My husband and I are on an Indian food kick. It’s kind of strange because we lived in the UK for three years and rarely, if ever, ate Indian food. I mean, outside of India, if you’re going to have curry, then the UK would be the place for it. We just never really got into it until we got to Asia. Strangely, I think it had something to do with the way they plated it up in the UK. Presentation is everything, and we always seemed to have curry in huge pots or dishes with lots of liquid that the table would share. It just seemed more sloppy and drippy than we cared for even though the flavor was good.
Here in Asia, we’ve found some good Indian restaurants that we actually like better. They serve the curries in the small karahi bowls so that you can easily dip your naan into them…which in this case is so much better than a big serving bowl for the table to share. Since we always like to try our hand at making our favorite foods at home, I’ve been finding some great spicy recipes that are vegan, vegetarian, and for meat lovers. This one has chicken cutlets that basically marinate in the liquid, spices, and yogurt thus making it a tikka masala.

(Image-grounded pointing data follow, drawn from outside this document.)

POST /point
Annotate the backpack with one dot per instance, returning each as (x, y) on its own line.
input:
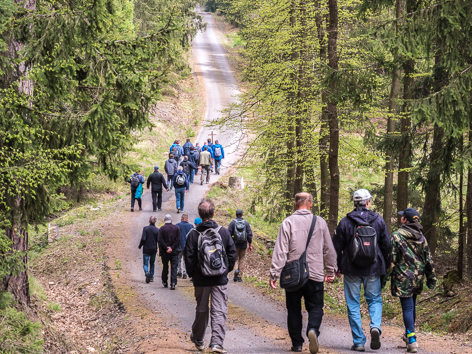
(240, 235)
(212, 259)
(363, 245)
(180, 179)
(135, 181)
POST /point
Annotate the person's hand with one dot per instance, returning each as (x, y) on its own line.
(329, 278)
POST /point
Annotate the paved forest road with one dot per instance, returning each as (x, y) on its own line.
(255, 324)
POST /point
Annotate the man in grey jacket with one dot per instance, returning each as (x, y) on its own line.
(289, 246)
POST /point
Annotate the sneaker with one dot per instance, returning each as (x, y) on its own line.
(314, 345)
(358, 348)
(198, 343)
(375, 338)
(216, 348)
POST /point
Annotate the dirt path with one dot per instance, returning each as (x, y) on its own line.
(256, 324)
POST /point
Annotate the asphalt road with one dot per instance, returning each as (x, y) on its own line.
(254, 321)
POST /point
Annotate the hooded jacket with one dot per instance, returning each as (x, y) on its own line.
(191, 255)
(342, 238)
(411, 262)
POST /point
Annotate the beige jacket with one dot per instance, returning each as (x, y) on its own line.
(291, 242)
(205, 158)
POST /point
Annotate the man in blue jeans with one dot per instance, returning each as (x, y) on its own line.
(181, 186)
(356, 275)
(149, 243)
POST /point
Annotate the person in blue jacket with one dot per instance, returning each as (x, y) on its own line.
(218, 155)
(181, 185)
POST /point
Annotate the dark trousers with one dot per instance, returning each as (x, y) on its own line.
(156, 199)
(173, 258)
(313, 293)
(133, 199)
(409, 312)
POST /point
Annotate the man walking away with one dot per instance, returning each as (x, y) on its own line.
(241, 232)
(320, 254)
(184, 227)
(411, 263)
(205, 162)
(365, 268)
(181, 185)
(187, 147)
(158, 181)
(209, 282)
(169, 249)
(219, 155)
(136, 180)
(149, 243)
(171, 169)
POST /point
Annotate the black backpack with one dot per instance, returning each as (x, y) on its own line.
(363, 245)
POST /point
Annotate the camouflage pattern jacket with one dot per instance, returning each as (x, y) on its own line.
(411, 262)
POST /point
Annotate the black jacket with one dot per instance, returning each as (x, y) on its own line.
(191, 250)
(232, 228)
(169, 236)
(342, 237)
(149, 239)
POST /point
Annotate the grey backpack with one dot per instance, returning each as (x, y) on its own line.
(212, 259)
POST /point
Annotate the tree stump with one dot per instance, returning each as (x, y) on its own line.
(236, 183)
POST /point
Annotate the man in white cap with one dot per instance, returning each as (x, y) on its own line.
(169, 249)
(362, 244)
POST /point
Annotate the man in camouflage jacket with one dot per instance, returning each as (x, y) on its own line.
(411, 263)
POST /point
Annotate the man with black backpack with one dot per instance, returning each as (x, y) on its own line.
(241, 232)
(303, 239)
(209, 255)
(363, 246)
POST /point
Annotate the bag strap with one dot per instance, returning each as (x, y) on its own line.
(310, 233)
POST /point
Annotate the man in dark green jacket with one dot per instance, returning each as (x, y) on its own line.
(411, 264)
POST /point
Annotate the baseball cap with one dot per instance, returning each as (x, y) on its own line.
(410, 214)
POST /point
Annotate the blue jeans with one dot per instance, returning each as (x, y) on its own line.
(373, 296)
(179, 198)
(192, 174)
(409, 313)
(149, 258)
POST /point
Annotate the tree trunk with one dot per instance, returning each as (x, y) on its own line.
(392, 111)
(324, 128)
(333, 118)
(432, 202)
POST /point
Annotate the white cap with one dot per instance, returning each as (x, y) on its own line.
(361, 194)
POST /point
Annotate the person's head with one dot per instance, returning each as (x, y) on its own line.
(303, 200)
(409, 216)
(206, 209)
(362, 198)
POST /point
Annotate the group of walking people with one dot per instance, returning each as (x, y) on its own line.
(181, 167)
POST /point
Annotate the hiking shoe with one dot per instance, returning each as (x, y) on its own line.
(198, 343)
(412, 347)
(358, 348)
(216, 348)
(314, 345)
(375, 338)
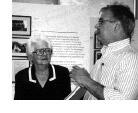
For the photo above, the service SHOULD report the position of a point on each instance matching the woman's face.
(41, 54)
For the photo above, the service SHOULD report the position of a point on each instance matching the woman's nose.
(97, 26)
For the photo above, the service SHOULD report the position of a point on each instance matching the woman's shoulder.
(22, 74)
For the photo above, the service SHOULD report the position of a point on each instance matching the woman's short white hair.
(33, 41)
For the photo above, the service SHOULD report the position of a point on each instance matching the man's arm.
(83, 78)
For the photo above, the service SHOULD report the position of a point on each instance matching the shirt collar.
(115, 46)
(32, 76)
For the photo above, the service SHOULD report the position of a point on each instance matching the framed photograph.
(17, 65)
(97, 44)
(97, 55)
(19, 47)
(21, 25)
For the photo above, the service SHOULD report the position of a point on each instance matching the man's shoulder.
(60, 67)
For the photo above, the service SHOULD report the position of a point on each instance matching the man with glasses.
(115, 74)
(42, 80)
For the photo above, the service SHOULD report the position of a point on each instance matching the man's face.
(42, 54)
(105, 28)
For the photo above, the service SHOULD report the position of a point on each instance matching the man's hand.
(80, 75)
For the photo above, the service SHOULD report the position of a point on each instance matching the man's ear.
(117, 26)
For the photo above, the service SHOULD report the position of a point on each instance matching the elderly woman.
(42, 80)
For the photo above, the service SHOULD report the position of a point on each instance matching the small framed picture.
(19, 47)
(97, 55)
(97, 44)
(21, 25)
(18, 65)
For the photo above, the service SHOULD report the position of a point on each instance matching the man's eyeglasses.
(44, 51)
(102, 21)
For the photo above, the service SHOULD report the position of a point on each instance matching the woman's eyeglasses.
(44, 51)
(101, 21)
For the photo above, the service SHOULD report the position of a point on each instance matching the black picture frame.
(97, 55)
(19, 63)
(21, 25)
(19, 46)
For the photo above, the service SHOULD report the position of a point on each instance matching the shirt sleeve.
(126, 86)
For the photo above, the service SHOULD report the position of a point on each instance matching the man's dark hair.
(124, 15)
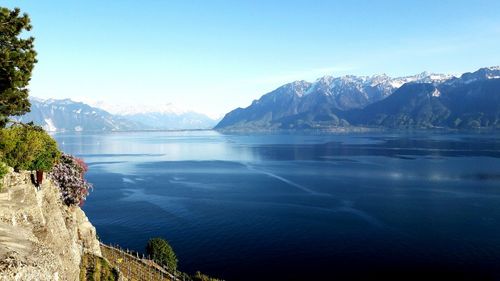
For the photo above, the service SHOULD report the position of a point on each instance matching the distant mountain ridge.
(68, 115)
(422, 101)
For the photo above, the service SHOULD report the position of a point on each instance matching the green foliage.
(68, 174)
(26, 147)
(162, 253)
(3, 172)
(198, 276)
(17, 59)
(94, 268)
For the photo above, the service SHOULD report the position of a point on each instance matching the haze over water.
(298, 206)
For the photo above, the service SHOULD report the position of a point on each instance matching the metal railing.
(133, 267)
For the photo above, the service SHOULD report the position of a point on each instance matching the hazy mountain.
(323, 103)
(68, 115)
(160, 117)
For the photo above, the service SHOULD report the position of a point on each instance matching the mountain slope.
(68, 115)
(420, 101)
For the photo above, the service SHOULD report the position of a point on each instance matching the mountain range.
(68, 115)
(421, 101)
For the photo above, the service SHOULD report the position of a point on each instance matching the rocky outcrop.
(40, 237)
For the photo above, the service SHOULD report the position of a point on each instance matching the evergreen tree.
(17, 59)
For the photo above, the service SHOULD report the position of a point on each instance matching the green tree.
(162, 253)
(28, 147)
(17, 59)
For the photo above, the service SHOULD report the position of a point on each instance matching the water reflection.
(304, 205)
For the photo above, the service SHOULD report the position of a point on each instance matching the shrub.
(28, 147)
(198, 276)
(68, 174)
(162, 253)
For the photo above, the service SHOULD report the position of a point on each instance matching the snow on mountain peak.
(129, 109)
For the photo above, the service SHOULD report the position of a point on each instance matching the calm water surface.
(297, 206)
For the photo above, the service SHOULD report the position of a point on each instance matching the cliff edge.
(40, 237)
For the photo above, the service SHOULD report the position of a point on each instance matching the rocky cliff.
(40, 237)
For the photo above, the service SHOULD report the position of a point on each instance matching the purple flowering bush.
(68, 175)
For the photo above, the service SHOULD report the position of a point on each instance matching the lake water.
(300, 206)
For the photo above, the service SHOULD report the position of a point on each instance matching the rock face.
(40, 237)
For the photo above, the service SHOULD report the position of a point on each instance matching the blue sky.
(214, 56)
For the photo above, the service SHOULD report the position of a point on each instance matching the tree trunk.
(39, 177)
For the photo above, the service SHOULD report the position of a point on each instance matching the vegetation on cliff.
(68, 174)
(162, 253)
(17, 59)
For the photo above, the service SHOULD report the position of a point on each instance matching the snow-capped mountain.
(68, 115)
(159, 117)
(368, 100)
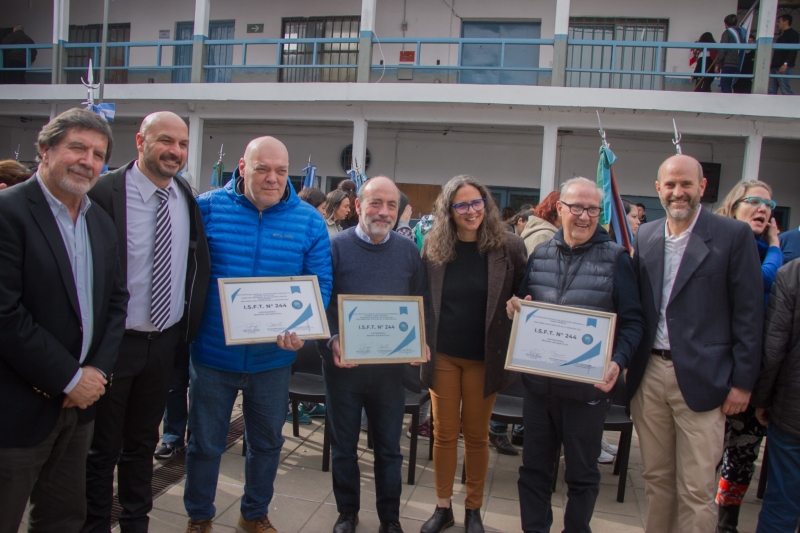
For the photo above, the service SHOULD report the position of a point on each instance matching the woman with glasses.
(474, 265)
(336, 210)
(752, 203)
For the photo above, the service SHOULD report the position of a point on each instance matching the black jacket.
(715, 312)
(109, 193)
(778, 385)
(40, 324)
(595, 275)
(779, 57)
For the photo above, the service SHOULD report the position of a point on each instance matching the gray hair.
(74, 119)
(581, 180)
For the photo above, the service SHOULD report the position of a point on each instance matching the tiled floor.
(304, 499)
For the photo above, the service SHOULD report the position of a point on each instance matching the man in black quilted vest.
(580, 267)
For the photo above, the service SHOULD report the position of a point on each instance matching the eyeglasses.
(755, 201)
(578, 210)
(476, 205)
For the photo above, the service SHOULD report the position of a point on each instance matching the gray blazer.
(715, 313)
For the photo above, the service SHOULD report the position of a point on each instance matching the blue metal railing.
(317, 50)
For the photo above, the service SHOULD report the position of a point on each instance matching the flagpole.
(103, 48)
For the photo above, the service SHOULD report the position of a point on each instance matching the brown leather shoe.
(199, 526)
(259, 525)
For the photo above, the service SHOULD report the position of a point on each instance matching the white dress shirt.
(79, 250)
(674, 248)
(141, 207)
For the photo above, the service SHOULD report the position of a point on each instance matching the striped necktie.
(162, 264)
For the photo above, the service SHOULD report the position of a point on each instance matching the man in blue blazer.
(703, 299)
(62, 316)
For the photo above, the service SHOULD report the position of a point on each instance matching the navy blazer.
(40, 324)
(715, 313)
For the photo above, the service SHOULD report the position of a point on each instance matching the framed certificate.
(381, 329)
(257, 310)
(561, 342)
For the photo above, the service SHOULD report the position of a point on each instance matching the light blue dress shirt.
(79, 250)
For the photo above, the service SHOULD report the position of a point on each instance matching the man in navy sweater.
(369, 259)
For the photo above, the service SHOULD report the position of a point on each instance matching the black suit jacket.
(40, 325)
(109, 193)
(715, 312)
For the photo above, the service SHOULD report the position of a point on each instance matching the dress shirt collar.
(55, 204)
(366, 238)
(143, 184)
(668, 236)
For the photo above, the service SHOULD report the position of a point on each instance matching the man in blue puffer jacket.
(256, 226)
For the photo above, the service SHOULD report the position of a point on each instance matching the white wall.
(688, 19)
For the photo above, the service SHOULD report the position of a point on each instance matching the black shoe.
(165, 451)
(472, 521)
(346, 523)
(501, 444)
(392, 526)
(442, 519)
(728, 519)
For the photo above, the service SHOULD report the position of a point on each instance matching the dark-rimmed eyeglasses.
(755, 201)
(462, 208)
(577, 210)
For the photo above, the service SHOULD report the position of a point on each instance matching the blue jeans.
(211, 399)
(726, 84)
(380, 392)
(176, 414)
(784, 83)
(781, 507)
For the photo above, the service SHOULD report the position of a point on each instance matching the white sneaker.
(605, 458)
(608, 448)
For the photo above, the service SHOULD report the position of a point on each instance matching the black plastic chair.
(307, 385)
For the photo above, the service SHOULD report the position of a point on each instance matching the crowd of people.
(109, 310)
(732, 63)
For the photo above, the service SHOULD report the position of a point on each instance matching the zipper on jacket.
(253, 273)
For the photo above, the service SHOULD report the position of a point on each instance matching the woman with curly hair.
(751, 202)
(336, 210)
(474, 265)
(543, 225)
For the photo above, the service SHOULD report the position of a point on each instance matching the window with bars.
(93, 33)
(327, 53)
(627, 58)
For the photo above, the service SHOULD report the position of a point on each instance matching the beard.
(74, 185)
(374, 229)
(153, 164)
(684, 213)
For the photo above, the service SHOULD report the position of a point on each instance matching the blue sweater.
(287, 239)
(392, 268)
(771, 260)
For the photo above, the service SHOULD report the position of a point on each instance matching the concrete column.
(202, 9)
(60, 36)
(365, 41)
(195, 149)
(752, 156)
(549, 157)
(767, 12)
(360, 144)
(559, 76)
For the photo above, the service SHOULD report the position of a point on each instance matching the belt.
(149, 335)
(666, 355)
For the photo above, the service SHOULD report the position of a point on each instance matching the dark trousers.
(382, 395)
(726, 84)
(551, 421)
(52, 474)
(126, 433)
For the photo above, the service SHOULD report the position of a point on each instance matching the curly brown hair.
(440, 243)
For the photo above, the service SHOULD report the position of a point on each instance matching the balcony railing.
(256, 65)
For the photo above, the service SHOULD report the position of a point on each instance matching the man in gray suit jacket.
(703, 298)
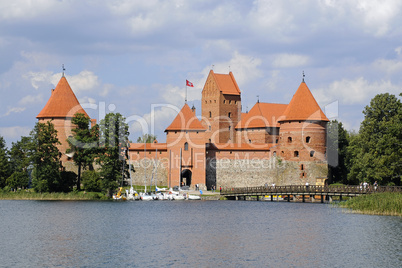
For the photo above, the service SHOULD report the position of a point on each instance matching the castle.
(280, 144)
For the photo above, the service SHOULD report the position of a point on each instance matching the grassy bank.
(31, 195)
(376, 204)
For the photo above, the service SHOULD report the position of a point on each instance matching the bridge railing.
(311, 189)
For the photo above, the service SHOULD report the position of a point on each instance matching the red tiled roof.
(186, 120)
(303, 106)
(262, 115)
(226, 83)
(242, 146)
(149, 146)
(62, 103)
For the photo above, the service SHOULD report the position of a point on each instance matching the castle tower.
(60, 109)
(221, 107)
(185, 143)
(302, 135)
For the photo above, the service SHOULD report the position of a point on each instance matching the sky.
(134, 57)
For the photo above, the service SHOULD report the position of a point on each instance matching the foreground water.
(197, 233)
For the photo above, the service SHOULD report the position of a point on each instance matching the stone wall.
(258, 172)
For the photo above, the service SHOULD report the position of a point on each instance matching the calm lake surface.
(196, 233)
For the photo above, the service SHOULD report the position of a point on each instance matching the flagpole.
(185, 100)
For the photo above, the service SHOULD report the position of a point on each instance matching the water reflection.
(204, 233)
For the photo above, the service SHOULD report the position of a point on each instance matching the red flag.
(189, 84)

I have to say, we really love this recipe especially since you just throw everything into the slow cooker and let it work its magic. Plus, you can make it as spicy as you’d like. Serve it with some rice and naan for dipping, and you’ve got yourself one killer curry with little effort.
Chicken Tikka Masala in the Slow Cooker
Adapted from Smells Like Home
For the chicken.
1 pounds boneless, skinless chicken breasts
1/2 Tbsp ground coriander
1 Tbsp ground cumin
1/2 tsp salt
1/2 cup greek yogurt
1 Tbsp Sriracha sauce
For the sauce.
2 tbsp butter
1/2 large onion, diced
4 cloves garlic, minced
1/2 tbsp salt
1 1/2 Tbsp garam masala (or similar spice blend)
1 Tbsp fresh ginger, peeled and grated
28 oz can crushed tomatoes
2 tsp sugar
1 1/2 Tbsp heavy cream
Cut the chicken into strips. Sprinkle the coriander, cumin and salt over the chicken and stir in the yogurt and Sriracha until all the pieces are evenly coated. Place the chicken in the bottom of a 3-quart slow cooker.
For the sauce, melt butter in a medium saucepan over medium heat. Add the onions, garlic, and salt and stir to combine. Cook until the onions start to brown. Stir in the garam masala and ginger and cook until fragrant (about 1 minute) before adding the crushed tomatoes and sugar. Stir well, scraping the bottom of the pan. Bring to a boil. Remove the pan from the heat and pour the sauce over the chicken in the slow cooker.
Cover and cook on low for 5 hours or until the chicken is very tender. Pour heavy cream into the slow cooker and stir to combine. Replace the lid and let cook for 10 more minutes. Cool slightly and enjoy!
If you don’t have a slow cooker, just cook the chicken strips in a pan first. Then, let it all simmer together in a large stockpot on the stove for one to two hours.